As each breath I take fills my lung with ash from the Getty Fire, which is just a few miles north of my front door, I look back to the unexpected highlight of last week’s trip to the Eastern Sierras. I am referring to the Mount Whitney Fish Hatchery in Independence, California. Built in 1916, the hatchery was run by the California Department of Fish and Game until 1996, when the State found they couldn’t afford its upkeep. It was then that a nonprofit organization called the Friends of Mt. Whitney Fish Hatchery was formed to run the former hatchery as a museum, with an interpretive center and gift shop.
The real highlight are the grounds, which include a pond well stocked with rainbow trout and visiting ducks. A small number of fish (mostly trout) are still hatched there as part of the museum.
Martine fell in love with the gift shop, which included two items of special interest to her: some attractive and reasonably-priced quilts made by a woman in Bakersfield and a bucket filled with packets of fish food. We purchased one of the quilts, and several packets of fish food.

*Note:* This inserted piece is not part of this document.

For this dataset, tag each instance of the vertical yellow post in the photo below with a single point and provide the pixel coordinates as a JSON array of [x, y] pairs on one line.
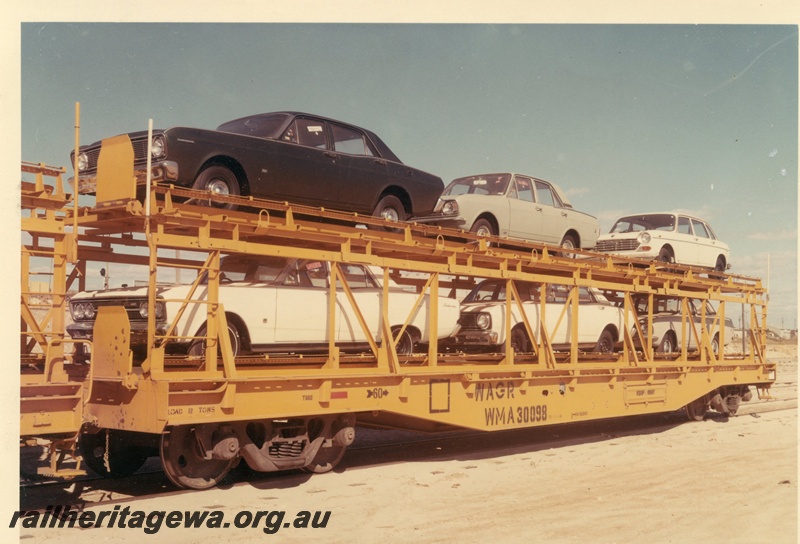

It turns out that the ducks were more aggressive about begging for the fish food than the trout. That was all right with Martine, as she enjoyed feeding the ducks more, while I thought of them as shameless beggars.
We actually visited the Fish Hatchery on both Thursday and Friday last week. It was a beautiful and peaceful place.
A wildfire in July 2007 burned 55,000 acres west of the hatchery. Then, a year later that same month, a heavy thunderstorm caused a mudslide that damaged part of the hatchery as well as two of the employee residences. I am delighted that the Friends of the Mt. Whitney Fish Hatchery managed to clear the damage and re-open the facility.
If you find yourself on Highway 395 and desire a couple of peaceful hours in a beautiful locale, I highly recommend a visit to the hatchery. And say alone to the ducks and trout for me.